Кстати. Праник закинул в рот горсть таблеток, старательно разжевал. Взгляд случайно упал на прибор. На полоску безопасности, что доползла до ярко-оранжевой отметки и останавливаться, судя по всему, не собиралась.

«Да иди ты!» – Праник с растянулся на сухой траве, прикрыл глаза.

Компактный наладонник достался в наследство от прежних времен. Серьезная когда-то была вещица. Топосъемку прибор отображал с детализацией сказочной, с объектами движущимися, не движущимися и скрытыми. Прогнозировал траектории, степень угрозы, рассчитывал маршруты. Мозгов в него напихали столько, что ни одному «айподу» или «айфону» не снилось и в помине. Оно ведь, как в том анекдоте про барабан мастера Страдивари, который скрипки для лохов делал, а для реальных пацанов, такие вот ляльки, да… Еще выдавал прибор массу иной информации, косвенной, но жизненно-полезной, начиная от метеосводок и заканчивая расписанием электричек на каком-нибудь полустанке. Это не говоря уже про встроенный газоанализатор, дозиметр, тепловизор. Обслуживал устройство подотдел ГРУ. Проект со сложной аббревиатурой получил тогда название «Поводырь». Незаменимым подспорьем должен был оказаться прибор разведывательно-диверсионному отряду на территории врага.

Нынче съемку местности проводить некому. Спутники сбиты, вычислительные центры сгорели, электрички не ходят. И метеосводка день ото дня одна и та же: холодно, пасмурно, вероятны радиоактивные осадки.

Вдобавок, случился как-то у Праника один неудачный спор. С одними спорщиками. В результате, сидел теперь в наладоннике осколок его же собственной гранаты – встрял намертво. С одной стороны, обидно, конечно, до нельзя. С другой, еще как посмотреть. Лучше уж в прибор осколок, чем в живот. Так вышло, что оппоненты его тогда умерли. А он, Праник, нет. Хотя и потерял товарный вид и целостность нескольких ребер. Так что, можно сказать, удачный спор для него вышел.
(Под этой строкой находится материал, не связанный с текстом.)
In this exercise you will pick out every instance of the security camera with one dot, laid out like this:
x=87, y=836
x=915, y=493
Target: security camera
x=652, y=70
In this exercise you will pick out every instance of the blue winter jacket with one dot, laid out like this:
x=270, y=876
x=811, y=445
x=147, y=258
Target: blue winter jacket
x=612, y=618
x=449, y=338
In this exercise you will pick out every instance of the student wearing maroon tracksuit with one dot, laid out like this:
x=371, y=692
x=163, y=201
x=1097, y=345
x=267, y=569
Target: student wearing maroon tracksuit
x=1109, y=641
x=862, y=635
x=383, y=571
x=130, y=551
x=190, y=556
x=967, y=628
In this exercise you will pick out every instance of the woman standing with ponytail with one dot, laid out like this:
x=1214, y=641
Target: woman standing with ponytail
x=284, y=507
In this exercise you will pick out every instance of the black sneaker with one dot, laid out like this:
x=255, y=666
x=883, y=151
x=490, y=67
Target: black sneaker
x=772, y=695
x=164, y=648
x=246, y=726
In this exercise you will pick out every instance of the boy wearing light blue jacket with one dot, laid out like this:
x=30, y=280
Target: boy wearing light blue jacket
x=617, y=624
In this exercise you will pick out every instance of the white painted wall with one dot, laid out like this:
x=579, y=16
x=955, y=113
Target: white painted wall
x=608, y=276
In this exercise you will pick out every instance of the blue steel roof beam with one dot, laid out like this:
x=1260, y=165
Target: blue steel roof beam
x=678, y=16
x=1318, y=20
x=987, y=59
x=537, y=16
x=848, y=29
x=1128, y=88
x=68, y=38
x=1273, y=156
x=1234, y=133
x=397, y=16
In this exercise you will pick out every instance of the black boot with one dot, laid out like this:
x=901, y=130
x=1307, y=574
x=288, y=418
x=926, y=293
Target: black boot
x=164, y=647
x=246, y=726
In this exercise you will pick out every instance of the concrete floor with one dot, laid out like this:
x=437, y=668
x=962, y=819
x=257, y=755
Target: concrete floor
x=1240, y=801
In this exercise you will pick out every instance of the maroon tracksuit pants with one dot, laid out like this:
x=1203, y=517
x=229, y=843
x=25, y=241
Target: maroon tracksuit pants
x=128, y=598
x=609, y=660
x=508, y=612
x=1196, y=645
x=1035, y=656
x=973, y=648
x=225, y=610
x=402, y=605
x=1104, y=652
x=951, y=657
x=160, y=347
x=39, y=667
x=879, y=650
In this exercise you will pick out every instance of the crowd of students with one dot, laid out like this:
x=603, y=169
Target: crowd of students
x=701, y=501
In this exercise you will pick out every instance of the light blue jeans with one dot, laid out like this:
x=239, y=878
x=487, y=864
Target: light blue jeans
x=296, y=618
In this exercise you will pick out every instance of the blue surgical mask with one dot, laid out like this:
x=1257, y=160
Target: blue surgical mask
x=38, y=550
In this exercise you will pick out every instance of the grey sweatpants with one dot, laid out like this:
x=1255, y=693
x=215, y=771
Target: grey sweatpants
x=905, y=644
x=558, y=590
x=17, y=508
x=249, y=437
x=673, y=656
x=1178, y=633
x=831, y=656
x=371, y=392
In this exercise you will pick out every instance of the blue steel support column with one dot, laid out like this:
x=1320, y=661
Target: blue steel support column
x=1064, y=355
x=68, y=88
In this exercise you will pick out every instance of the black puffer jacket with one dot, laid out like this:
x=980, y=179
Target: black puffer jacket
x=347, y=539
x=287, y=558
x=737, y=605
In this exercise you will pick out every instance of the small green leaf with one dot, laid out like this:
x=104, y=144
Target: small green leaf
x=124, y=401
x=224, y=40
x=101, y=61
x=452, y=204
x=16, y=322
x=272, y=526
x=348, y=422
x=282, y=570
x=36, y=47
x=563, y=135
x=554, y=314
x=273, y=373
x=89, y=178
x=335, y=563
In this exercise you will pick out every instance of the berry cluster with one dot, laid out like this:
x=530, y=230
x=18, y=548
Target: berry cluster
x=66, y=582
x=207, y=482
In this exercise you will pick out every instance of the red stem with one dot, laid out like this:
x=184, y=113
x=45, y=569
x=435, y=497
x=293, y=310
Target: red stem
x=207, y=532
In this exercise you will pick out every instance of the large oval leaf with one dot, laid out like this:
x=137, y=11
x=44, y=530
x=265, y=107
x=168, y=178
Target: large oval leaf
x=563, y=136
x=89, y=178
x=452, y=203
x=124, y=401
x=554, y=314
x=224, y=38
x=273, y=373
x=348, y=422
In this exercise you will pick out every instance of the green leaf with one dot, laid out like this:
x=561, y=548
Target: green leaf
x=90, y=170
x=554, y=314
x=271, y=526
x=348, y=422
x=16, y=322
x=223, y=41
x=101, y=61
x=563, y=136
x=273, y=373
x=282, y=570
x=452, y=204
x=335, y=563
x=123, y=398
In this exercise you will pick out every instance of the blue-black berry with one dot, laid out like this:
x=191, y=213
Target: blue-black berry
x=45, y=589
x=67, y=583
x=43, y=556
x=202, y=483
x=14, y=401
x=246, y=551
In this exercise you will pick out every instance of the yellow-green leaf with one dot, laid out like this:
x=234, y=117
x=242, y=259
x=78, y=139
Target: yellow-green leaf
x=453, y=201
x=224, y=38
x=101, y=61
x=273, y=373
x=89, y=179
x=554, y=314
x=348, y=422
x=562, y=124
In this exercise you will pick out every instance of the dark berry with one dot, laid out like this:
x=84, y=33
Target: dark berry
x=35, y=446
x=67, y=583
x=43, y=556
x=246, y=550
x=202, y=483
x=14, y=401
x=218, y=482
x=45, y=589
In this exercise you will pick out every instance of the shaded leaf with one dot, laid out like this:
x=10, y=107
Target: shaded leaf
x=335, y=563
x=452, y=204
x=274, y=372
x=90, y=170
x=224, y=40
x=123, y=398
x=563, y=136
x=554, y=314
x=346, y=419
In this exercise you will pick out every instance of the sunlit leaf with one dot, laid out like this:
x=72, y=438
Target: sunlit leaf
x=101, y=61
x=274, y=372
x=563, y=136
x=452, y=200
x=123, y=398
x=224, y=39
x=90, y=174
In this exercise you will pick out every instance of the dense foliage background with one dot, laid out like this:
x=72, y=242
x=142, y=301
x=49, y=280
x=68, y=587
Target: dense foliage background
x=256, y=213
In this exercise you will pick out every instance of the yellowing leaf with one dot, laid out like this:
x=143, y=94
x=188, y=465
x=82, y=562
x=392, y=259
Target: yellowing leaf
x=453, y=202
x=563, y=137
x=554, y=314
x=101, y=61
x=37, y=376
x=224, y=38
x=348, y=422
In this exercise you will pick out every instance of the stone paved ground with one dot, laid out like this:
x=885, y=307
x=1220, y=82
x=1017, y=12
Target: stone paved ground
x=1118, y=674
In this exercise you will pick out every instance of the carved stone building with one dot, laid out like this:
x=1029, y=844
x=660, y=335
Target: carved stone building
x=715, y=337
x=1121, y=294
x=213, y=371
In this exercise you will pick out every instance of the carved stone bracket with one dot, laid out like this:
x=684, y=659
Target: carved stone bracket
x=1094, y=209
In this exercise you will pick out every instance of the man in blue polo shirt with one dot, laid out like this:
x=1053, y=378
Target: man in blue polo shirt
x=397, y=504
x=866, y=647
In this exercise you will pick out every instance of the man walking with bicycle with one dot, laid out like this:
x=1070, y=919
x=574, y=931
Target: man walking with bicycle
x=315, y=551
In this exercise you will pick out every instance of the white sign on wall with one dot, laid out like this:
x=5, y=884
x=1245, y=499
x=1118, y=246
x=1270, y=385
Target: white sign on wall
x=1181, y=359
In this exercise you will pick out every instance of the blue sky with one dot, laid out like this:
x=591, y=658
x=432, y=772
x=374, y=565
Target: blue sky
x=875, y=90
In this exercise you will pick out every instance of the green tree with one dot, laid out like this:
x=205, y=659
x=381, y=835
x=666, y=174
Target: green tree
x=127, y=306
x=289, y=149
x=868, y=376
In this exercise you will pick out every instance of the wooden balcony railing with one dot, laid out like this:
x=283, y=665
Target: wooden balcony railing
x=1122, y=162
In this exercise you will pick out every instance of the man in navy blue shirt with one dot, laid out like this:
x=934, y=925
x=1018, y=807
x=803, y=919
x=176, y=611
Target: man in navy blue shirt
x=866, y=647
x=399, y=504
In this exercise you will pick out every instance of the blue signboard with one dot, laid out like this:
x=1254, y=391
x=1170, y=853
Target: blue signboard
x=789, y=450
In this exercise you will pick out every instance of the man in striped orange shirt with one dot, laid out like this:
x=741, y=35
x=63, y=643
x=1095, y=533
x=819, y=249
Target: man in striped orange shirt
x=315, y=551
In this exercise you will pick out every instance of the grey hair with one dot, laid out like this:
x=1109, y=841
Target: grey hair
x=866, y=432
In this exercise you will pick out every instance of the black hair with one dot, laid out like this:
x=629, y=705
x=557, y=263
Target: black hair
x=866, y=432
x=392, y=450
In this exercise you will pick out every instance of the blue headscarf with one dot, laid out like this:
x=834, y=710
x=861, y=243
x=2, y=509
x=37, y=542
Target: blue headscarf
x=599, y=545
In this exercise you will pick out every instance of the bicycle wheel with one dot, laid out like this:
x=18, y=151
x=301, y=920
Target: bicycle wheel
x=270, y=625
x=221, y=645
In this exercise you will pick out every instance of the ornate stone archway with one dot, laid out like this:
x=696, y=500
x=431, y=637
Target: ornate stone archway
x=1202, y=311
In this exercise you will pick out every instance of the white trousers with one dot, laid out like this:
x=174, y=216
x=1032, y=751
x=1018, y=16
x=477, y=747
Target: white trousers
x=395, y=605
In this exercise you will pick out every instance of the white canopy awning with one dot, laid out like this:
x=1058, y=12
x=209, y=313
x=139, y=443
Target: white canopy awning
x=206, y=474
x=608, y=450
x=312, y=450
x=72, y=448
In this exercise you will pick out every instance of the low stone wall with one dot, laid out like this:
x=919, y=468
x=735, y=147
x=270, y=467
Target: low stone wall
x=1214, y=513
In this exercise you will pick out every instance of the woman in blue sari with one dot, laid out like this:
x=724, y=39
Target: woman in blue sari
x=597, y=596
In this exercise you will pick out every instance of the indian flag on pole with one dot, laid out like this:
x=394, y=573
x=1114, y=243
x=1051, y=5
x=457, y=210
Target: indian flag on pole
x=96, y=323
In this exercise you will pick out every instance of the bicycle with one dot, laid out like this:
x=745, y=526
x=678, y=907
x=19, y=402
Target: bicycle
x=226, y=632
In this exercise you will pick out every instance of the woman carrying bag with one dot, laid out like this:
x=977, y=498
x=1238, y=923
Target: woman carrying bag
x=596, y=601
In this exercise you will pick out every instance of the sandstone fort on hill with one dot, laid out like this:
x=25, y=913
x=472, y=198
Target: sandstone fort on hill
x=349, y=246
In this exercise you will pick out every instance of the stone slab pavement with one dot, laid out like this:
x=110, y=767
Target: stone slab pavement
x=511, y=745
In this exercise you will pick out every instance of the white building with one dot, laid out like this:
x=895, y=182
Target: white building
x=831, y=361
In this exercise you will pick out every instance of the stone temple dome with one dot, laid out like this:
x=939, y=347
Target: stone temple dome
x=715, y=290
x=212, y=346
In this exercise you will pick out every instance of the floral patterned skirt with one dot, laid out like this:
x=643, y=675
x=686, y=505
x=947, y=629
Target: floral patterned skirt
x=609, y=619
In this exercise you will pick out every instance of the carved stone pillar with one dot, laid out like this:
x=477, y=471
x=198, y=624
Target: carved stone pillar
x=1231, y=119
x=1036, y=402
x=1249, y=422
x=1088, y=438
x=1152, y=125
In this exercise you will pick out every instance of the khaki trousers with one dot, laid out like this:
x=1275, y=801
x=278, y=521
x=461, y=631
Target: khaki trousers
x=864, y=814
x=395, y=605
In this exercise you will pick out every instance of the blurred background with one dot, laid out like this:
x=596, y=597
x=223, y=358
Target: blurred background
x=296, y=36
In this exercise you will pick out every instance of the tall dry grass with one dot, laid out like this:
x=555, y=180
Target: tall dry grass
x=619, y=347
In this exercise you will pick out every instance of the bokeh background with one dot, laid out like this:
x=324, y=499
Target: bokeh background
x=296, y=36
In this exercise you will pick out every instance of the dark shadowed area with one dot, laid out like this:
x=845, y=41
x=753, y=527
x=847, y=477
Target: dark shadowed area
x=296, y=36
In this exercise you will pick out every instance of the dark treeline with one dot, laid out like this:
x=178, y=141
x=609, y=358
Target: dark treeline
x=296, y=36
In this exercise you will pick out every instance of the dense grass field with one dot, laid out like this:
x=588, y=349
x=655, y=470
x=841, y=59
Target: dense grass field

А прибор продолжал работать. В смысле, включался. Но казал, конечно, ахинею, ведомую лишь компьютерному аллаху. Починить его было невозможно, выбросить жалко. Да и жизнь спас, как-никак. Вот Праник его и таскал, как тамагочи. Разговаривал даже иногда. Оно понятно, людей теперь нечасто встретишь. А встретишь таких, что уж лучше бы не встречал…

Из полудремы выдернул бикающий зуммер. Праник с досадой воззрился на шкалу, показывающей красный алый уровень опасности.

«Ну, чего тебе приглючилось, а?»

Обычный армейский, сто раз проверенный дозиметр показывал норму. Вокруг ни души. Тихо, спокойно. Пичужки неиздохшие свистят. Но снова закемарить Праник не смог: под ложечкой заныла тревога. Кряхтя, поднялся на ноги, отошел на полста шагов в сторону – индикатор угрозы слегка опустился вниз. Вернулся назад – снова высшая степень опасности.

– Сука! Разобью!

Праник зло подхватил рюкзак и подорвался прочь, не сводя с прибора глаз. Остановился только когда полоска позеленела.

– Доволен?

«Поводырь» был доволен. Праник – нет. Здесь, на вершине холма дул ветер, пронизывал до костей. Дров нет, костерок не развести. Сегодня не согреться, не смотреть на огонь, облизывающий маленький плоский котелок. А чего случись – прятаться негде и бежать далеко. Праник с тоской поглядел на оставленную полянку в уютной лощине, раздумывая, не вернуться ли.

В этот момент из-за облаков упала звезда. Точнее, показалось, что упала звезда. В вышине раскис шар, похожий на взрыв фейерверка, и в следующую секунду полянка, луговина и добрый кусок леса превратились в полыхающее месиво. Стегнула по перепонкам, опрокинула навзничь ударная волна: пригнуться Праник не догадался. Поднялся, помотал звенящей головой, и часто сглатывая, попытался прогнать из ушей ватную тишину. Площадь в пару гектаров будто пропустили через мясорубку: обугленный бурелом, дымящиеся длани вывороченных корневищ, взрытая земля. Что-то жахнуло серьезное, кассетного типа. Праник не специалист… Откуда? Да Эйнштейн его знает откуда!.. Завалялось где-то и прилетело, мало ли… До хрена еще таких сюрпризов.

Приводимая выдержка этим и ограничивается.